Chapitre 5

Judy et Wesley venaient d'arriver à leur destination finale. Elle avait mis un temps avant de comprendre qu'elle n'allait pas au laboratoire comme convenu. C'est seulement quand ils s'arrêtèrent devant un immeuble de quartier qu'elle comprit qu'on ne l'amenait pas au laboratoire. L'entrée du parking était totalement différente bien qu'elle continuait de garder la crainte de se retrouver nez à nez avec cet homme qu'elle ne reconnaissait plus.

Ils ne montèrent qu'un étage avant de se trouver cette fois-ci devant la porte d'un appartement au numéro sept en doré. Wesley chercha ses clefs puis les mit dans la serrure. Un petit clic et les voilà dans un couloir totalement moderne.

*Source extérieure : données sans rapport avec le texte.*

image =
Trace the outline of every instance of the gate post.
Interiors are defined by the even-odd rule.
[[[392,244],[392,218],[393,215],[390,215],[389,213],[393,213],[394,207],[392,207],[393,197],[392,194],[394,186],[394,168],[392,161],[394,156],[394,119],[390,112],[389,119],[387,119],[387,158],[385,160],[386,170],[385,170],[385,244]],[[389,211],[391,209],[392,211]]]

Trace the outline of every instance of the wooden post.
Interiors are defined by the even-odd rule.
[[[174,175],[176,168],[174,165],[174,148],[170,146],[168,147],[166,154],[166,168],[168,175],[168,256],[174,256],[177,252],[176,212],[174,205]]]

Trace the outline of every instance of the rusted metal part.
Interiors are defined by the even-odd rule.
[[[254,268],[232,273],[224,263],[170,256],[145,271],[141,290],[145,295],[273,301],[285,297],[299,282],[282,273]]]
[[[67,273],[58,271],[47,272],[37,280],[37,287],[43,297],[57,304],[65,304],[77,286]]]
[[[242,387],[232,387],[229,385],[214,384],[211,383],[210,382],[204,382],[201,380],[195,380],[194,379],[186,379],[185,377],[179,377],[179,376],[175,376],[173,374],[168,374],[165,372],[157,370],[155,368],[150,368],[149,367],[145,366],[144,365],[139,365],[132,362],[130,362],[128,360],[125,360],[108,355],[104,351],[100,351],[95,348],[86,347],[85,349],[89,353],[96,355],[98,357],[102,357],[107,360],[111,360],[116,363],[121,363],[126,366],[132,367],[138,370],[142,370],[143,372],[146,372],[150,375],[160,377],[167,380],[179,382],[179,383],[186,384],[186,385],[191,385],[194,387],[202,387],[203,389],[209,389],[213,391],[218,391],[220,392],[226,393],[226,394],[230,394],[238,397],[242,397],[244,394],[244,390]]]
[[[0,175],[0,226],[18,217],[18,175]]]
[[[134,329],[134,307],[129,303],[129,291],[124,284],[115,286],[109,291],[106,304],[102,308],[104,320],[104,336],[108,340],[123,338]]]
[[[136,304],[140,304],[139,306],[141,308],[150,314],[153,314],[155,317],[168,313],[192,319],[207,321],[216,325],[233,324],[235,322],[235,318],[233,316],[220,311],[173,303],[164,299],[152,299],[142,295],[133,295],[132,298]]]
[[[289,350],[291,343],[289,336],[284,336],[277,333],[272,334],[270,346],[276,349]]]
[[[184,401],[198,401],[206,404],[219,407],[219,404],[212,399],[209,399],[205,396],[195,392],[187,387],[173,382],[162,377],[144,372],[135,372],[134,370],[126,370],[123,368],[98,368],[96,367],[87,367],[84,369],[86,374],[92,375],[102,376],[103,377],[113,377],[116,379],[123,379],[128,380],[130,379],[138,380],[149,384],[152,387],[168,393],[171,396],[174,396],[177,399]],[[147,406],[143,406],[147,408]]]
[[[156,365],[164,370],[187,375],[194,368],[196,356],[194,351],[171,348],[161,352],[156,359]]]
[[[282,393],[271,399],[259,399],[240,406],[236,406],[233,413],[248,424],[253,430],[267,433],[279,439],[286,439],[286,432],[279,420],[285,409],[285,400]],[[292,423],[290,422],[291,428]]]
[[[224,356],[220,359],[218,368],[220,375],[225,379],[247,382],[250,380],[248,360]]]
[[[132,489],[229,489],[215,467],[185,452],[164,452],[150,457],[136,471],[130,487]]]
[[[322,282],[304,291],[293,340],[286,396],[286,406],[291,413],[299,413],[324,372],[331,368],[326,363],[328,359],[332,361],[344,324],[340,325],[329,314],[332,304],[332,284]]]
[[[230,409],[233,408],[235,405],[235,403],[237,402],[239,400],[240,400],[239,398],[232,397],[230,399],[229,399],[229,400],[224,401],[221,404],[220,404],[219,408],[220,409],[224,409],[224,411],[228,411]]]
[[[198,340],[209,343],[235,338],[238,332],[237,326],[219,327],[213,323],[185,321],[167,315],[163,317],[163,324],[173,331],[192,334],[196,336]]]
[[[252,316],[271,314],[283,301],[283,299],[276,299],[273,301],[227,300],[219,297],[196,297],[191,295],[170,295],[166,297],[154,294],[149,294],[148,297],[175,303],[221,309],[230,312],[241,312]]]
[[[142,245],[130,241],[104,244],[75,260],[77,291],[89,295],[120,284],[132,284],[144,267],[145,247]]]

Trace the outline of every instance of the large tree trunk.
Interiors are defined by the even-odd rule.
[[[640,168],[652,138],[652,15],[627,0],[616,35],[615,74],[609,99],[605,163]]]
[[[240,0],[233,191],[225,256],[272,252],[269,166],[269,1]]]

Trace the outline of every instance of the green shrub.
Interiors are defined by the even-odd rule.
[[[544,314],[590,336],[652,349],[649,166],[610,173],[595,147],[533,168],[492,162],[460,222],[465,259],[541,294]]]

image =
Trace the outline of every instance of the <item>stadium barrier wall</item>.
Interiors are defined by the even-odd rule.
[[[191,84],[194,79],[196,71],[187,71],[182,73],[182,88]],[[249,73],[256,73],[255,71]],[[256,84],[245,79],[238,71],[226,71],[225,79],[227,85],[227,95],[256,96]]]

« - Chérie, prépare un bon petit repas et de quoi dormir, nous avons de la visite !

- De la visite ? Mais tu ne m'as pas prévenu, remarqua-t-elle en arrivant dans le couloir.

- Je sais, c'est imprévu, mais tout aussi important. »

À ce mot une femme à peu près du même âge que Wesley probablement venait d'apparaitre dans le couloir. Elle était grande, fine, blonde aux cheveux longs et de grands yeux bleus. Sa peau légèrement métissée. Une nuisette en soie rouge l'habillait. Sa bouche en forme de rond confirmait la surprise de voir la présence de Judy sous son toit.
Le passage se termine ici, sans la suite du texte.